The Spokane City Council approved the position – at a cost of about $120,000 a year in pay and benefits – that will promote government efficiency based on Lean Six Sigma, a business-efficiency program popularized by General Electric and other companies.
Supporters say the program helps organizations improve service and reduce costs.
The vote follows a City Council decision earlier this year to offer a no-bid contract to the Indiana-based Lasater Institute for up to $90,000 to train 16 city workers in Six Sigma.
Officials say the economic crisis highlights the need for a full-scale Six Sigma program, but it follows other cost-cutting attempts that have been abandoned.
Most recently, Mayor Mary Verner shelved a controversial efficiency report from a California consulting group that the city paid $260,000 to complete.
Spokane leaders say Six Sigma is likely to result in real savings because it empowers city employees to make changes.
“All the successful implementations of Six Sigma, be it federal, municipal or even in the private sector, they all have a central office where the program is administered,” City Administrator Ted Danek said.
Former City Council candidate Donna McKereghan has criticized the city’s use of a firm outside the Inland Northwest to train city employees in Six Sigma methods.
More recently, she questioned if leaders had done their homework.
“This approach has huge potential – for improvement but for destruction, as well,” McKereghan said in an e-mail to city officials last week.
“If the city of Spokane wanders into it without keen awareness and careful caution of that fact, it could spell disaster at one of the worst times in our economic history.”
The council voted 6-0 in support of the new job.
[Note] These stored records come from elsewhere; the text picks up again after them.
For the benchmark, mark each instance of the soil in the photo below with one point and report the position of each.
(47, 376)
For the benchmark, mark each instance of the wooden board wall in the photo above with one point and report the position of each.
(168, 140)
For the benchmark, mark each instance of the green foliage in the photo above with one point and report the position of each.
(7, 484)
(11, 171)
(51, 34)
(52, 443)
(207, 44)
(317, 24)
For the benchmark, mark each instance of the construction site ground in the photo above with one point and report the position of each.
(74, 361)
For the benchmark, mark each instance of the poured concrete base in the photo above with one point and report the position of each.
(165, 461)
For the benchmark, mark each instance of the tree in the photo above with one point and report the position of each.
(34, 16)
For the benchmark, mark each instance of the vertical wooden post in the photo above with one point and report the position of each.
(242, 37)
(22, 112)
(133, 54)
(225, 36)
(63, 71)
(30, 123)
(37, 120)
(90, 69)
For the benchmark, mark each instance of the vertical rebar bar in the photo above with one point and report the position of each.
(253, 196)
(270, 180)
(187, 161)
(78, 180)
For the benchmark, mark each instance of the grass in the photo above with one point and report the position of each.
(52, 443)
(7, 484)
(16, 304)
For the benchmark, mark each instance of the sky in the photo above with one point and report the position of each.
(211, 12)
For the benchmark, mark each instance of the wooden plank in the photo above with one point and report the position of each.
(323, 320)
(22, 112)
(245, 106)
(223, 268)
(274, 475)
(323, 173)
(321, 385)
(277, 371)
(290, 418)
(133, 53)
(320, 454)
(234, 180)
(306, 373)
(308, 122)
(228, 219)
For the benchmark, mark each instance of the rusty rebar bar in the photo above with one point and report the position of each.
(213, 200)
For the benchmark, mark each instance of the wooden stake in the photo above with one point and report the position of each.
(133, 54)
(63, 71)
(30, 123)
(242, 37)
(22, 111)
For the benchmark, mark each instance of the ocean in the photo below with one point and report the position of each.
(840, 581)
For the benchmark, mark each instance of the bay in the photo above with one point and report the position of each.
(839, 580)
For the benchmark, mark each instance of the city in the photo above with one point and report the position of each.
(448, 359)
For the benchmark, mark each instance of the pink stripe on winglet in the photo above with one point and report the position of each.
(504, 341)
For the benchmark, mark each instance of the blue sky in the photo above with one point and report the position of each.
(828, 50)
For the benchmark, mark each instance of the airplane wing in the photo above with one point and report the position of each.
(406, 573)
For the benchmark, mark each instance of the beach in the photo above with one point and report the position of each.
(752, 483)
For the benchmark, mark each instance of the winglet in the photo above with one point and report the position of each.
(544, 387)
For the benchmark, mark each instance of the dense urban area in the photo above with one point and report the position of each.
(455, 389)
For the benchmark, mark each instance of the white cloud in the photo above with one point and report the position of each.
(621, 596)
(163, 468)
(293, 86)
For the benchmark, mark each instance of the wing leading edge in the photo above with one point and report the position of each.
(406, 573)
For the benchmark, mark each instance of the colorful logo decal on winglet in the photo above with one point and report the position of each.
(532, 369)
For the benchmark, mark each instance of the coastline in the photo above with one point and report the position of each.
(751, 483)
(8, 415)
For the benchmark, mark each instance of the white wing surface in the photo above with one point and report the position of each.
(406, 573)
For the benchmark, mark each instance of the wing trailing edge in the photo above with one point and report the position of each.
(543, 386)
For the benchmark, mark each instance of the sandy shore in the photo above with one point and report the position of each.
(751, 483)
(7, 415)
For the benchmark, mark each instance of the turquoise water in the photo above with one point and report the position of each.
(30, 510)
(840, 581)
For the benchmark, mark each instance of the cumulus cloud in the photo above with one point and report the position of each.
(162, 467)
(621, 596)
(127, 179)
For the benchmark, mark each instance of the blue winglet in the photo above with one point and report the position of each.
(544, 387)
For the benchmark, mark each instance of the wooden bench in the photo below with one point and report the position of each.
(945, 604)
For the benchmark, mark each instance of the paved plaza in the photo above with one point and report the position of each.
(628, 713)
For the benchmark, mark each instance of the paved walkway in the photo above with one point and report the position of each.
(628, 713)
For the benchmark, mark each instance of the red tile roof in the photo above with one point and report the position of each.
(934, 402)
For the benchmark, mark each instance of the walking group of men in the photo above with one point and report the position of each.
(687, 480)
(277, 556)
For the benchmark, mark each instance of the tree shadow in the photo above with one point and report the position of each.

Councilwoman Nancy McLaughlin was absent.
Mayor Mary Verner appointed Dave Steele, the city’s real estate manager, to the new role, pending the council approval that came Tuesday. Steele’s old job will be filled.
City officials said the new job won’t add to the budget because they eliminated a position in the engineering office. Even so, the total compensation will be about $45,000 more than the eliminated job. The difference will come from money raised through utility bills.
“We’re hoping that the utility money will wind up bringing savings in the long run,” City Councilman Bob Apple said.
City Councilman Steve Corker said it often costs money to formulate concepts that will save money.
“Sometimes you lose the battle to win the war,” Corker said.
Danek said Six Sigma has already made the city more efficient, leading the city to streamline its approval process for contracts that don’t require City Council support from an average of 29 days to 10 days.
“These employees are now left to do more important things rather than walk a piece of paper through the bureaucracy at City Hall,” Danek said.